There isn't a straightforward [approach], but there are some broad standards that apply to a successful survey strategy.
- Design a calendar of customer feedback. This allows companies to see if they have too many or too few feedback requests. It also prevents the company from ad-hoc campaigns that might not provide real value to the business or customer.
- Send goodwill surveys. In addition to the standard sample surveys, goodwill surveys ask customers to share their feelings about how the company is doing, or other issues related to the overall business. It gives customers an emotional hook to build a relationship with.
- Exercise "touch rules management." Ask customers about their preferences, and let customers know what they're signing up for in a clear way. Show respect over how often you contact a customer. Create easy opt-in and opt-out policies, and set up rules so you're not soliciting feedback from the same customers all the time. Adding this credibility will make customers more likely to participate.
- Intelligently interact with survey participants. Only remind those who haven't taken the survey. Avoid asking information you should already know, particularly in post-call surveys. This includes questions like which product the customer bought, or what night they stayed in a hotel room.
- When negative responses come in, immediately route them to the right person. Don't measure it, fix it. You want alarm bells to ring so you can provide proactive customer relationship management.

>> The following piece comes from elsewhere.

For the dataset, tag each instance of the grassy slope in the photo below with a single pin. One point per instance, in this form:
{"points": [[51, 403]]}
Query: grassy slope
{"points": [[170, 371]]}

The past 20 years focused on using surveys to collect operational data and combine it with ERP, CRM, POS, and supply chain activities. Over the next 20 years business data and perceptional data will converge and customer profiles will expand. Companies can track happiness, likelihood to renew, individual customer values, and behavioral information. Customer feedback will be integrated.
For example, one pharmaceutical company had 600 employees using a variety of survey tools within its organization. That meant the possibility of sending 600 different surveys out to the same customers without any level of coordination or centralized system. The company needed to consolidate its survey efforts into one system. Bringing it into one central repository allowed the company to coordinate efforts, leverage survey information, and annoy customers less, but it also mitigated the risks associated with survey data living in multiple systems.
Intelligence will be valuable if you can connect customer behavior and value data to how they provide feedback. It's not fair to still call it "surveying."